“America’s Privateer: LYNX and the War of 1812” tells the story of a ship with two lives that sailed in two different centuries. The idea for the first privateer Lynx came from the mind of Thomas Kemp, a shipwright from Fells Point, Maryland. Kemp’s Lynx was launched in 1812 and soon after was commissioned by President James Madison to fight alongside the American Navy in the War of 1812. Madison’s “Letter of Marque” gave the privateer a sudden legitimacy and patriotic purpose.
By the time of the War of 1812, the American Navy, having only a handful of ships in its flotilla, relied on privateers to protect the coast and to engage the British on the high seas. Manned by volunteer sailors, these privateers stood against the mightiest navy in the world—and made history.
What distinguished Lynx and other Baltimore clippers from ships of that era was their sleek design and speed. These vessels awed all who came in contact with them.

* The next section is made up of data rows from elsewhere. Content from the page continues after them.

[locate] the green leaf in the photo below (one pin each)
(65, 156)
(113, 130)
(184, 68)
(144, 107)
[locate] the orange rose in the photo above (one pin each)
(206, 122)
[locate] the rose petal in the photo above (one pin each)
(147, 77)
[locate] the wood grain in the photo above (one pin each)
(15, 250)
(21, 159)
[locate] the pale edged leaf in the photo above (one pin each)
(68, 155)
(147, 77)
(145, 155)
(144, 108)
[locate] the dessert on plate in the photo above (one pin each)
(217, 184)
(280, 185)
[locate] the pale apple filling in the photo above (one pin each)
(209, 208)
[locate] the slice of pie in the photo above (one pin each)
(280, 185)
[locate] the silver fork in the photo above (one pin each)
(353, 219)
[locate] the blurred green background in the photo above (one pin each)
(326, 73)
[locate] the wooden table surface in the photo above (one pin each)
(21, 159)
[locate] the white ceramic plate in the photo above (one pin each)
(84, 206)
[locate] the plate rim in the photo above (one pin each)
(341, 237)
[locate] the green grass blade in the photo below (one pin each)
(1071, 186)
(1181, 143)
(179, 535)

Now, 200 years later, privateer Lynx is re-born, representing the spirit of all those sleek vessels of the nation's "first defense of freedom."

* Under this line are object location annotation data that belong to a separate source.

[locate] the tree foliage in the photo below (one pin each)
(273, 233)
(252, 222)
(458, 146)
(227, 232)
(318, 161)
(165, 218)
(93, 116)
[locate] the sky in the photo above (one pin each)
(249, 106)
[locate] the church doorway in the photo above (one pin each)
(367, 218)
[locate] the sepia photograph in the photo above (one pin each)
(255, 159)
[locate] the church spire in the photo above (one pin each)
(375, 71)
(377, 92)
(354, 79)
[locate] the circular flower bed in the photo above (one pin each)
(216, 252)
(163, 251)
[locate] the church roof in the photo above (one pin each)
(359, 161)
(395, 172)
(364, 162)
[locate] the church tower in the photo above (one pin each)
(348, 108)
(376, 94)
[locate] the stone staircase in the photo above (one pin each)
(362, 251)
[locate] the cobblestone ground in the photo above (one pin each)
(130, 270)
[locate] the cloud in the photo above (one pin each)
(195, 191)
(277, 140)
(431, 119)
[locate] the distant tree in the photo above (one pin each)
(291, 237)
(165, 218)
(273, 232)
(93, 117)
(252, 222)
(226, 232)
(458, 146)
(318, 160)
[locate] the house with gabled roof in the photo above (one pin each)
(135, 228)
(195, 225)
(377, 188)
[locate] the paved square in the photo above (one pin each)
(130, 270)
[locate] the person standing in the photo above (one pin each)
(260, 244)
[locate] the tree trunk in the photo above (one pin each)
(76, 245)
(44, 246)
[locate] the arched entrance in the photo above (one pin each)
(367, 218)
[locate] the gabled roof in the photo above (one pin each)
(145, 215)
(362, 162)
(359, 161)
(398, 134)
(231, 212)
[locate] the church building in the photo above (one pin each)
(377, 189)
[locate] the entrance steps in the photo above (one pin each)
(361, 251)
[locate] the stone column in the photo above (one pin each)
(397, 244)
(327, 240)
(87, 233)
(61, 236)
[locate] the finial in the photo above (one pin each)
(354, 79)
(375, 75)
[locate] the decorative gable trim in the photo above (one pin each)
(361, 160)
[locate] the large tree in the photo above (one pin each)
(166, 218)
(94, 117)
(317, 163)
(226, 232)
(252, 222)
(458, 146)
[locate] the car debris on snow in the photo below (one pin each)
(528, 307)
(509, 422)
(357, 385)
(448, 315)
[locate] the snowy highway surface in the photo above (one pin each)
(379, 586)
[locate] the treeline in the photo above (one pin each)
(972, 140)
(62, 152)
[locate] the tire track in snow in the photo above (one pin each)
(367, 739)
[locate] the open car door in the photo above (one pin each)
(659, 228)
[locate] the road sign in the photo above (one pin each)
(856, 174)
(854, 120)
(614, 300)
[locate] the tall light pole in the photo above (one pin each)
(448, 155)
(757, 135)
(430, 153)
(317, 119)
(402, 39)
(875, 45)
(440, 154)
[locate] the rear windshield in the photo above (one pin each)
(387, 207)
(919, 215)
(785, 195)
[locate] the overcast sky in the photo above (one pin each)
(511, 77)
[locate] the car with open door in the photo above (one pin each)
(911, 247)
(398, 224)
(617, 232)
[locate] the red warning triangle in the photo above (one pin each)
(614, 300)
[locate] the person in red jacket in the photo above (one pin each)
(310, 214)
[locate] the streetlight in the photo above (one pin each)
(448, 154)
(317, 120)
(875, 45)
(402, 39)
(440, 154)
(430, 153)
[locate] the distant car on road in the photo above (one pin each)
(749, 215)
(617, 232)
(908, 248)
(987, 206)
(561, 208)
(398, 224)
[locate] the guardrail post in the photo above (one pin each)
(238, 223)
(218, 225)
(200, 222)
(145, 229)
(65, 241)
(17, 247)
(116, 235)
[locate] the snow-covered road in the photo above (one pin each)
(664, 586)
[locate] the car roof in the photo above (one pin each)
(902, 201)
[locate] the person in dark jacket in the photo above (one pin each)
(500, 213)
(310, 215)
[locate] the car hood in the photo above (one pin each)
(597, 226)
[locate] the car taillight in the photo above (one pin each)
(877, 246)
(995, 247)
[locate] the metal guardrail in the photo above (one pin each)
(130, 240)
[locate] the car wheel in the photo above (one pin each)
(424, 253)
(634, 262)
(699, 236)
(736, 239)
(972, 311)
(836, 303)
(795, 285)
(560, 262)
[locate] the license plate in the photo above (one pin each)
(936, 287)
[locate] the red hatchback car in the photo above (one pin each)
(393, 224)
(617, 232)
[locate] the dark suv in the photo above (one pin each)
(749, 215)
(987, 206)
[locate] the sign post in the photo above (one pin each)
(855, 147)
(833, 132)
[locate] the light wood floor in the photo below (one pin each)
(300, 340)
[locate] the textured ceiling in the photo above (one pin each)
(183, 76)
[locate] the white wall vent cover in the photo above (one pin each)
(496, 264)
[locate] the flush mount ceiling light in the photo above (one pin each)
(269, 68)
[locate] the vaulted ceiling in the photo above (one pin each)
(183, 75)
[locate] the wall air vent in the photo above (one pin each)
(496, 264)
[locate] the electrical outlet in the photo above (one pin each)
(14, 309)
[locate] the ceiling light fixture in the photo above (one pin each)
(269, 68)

Author J. Dennis Robinson shows in detail how this historic vessel has been brought back to life and how it changed the lives of all who were involved in her creation: designers, shipwrights, crews and the tens of thousands of sailors, students and visitors who trod her decks and set her sails.
Mr. Robinson tells the tale of Lynx, past and present, and frames both within the history of the War of 1812. A respected historian and literary stylist, Mr. Robinson has written an informative and moving “sea yarn” for a contemporary audience. This engaging story, accompanied by over 190 photographs, maps, and paintings, is for every reader, sailor and landlubber alike.